После настала молодость - нервная, одинокая, и, казалось, что всё уже прожито, счастья нет и не будет, только столбовая дорога к смерти, путь потерь, беды и разочарования. Я снова много ездила и, признаться, не видела в дорогах смысла. Земля моей страны была большой, и - печальной, печальной... Почему-то я больше помню зимы: покойные, холодные, глубокие зимы. Мороз медленно студил округу, спали деревья на пригорке, и лишь я, соединенная случаем с попутчиками, ехала в тепле железа, а где-то переключались стрелки судьбы, рельсы сходились и расходились... Эти дорожные встречи и разговоры, влюбленности, удивления - сердце моё щемило. Но определенность была только в рельсах, рельсах, которые проложили задолго до моего появления на свет. Я едва помню лошадей, лошадиную силу мускул, удар крепких, живых копыт о землю, сосущий страх, когда лошадь понесла. Теперь меня несет поезд в тысячу лошадиных сил; но мне кажется, что и от меня что-то отнято, что моя, человечья сила, пошла на убыль оттого, что я не скачу на лошади, не хожу среди дубравы, редко слышу голоса птиц, да и то, кажется, всего лишь воробьев, бранящихся, как супруги перед разводом. Уже не торить мне тропинки через луг, не сидеть в задумчивости у реки, слушая тихое движение воды; меня несет поезд. И оттого, что рельсы эти проложены не мной, что мне не выйти, не изменить своего пути, мне грустно.

Ночь светла... Ночью я сидела за боковым столиком с бабкой, весь вагон всхрапывал, вздыхал, или таился, прося сна, лишь бабка - «колобродила».

- Я, гляди, не могу в поездах спать, пока не досижу до трех часов. Такая я была и есть.

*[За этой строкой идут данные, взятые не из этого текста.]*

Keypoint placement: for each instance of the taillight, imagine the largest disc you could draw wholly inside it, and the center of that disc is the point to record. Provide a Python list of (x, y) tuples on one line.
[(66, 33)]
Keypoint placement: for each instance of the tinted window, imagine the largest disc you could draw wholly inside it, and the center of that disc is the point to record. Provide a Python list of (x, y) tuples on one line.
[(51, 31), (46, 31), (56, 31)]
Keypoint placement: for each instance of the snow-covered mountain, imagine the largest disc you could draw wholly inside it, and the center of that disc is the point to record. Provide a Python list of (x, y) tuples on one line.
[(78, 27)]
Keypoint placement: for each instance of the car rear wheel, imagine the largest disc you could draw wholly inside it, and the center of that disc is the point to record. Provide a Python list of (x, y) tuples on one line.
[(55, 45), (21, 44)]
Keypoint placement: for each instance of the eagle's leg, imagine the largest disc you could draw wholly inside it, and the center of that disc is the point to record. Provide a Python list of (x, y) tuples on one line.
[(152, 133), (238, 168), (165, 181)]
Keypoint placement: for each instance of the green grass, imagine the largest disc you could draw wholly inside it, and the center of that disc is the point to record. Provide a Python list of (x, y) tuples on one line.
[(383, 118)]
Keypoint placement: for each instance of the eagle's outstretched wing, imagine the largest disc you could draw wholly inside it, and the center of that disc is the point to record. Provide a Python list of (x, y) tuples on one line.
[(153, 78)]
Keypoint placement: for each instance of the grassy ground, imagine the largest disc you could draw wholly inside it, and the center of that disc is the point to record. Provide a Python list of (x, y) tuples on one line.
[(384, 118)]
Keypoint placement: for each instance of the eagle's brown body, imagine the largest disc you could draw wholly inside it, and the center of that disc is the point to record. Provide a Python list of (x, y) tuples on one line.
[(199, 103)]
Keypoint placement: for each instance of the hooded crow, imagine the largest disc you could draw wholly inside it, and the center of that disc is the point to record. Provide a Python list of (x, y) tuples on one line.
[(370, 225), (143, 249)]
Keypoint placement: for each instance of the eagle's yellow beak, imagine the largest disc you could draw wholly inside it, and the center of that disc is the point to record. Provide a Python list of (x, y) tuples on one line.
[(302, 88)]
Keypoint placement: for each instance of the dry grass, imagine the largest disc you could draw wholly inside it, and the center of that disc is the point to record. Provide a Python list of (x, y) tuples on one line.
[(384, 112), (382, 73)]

Я поддакивала ей и смотрела за окно - дождь всё шел, редкий, небо напоминало стиральную доску - такой смутной волной легли по своду облака; бурты кустов даже в темноте давали мягкий, зеленый отсвет темного своего стояния, а потом - ночь стала совсем светлой... Бабка, согнувшись, положила голову на столик, на свернутое в несколько раз домашнее полотенце. Она была похожа на холмик - такая маленькая и старая в этой огромной ночи. Только голос у неё был четкий, ворчливый; а ехала она к сестре - до Горшечников. Но когда она говорила, от неё веяло запахом глубокого погреба, старости. Бабка ругала парней и девок, что шляются, шлындают по ночам, ухитряясь цеплять её за поджатые ноги.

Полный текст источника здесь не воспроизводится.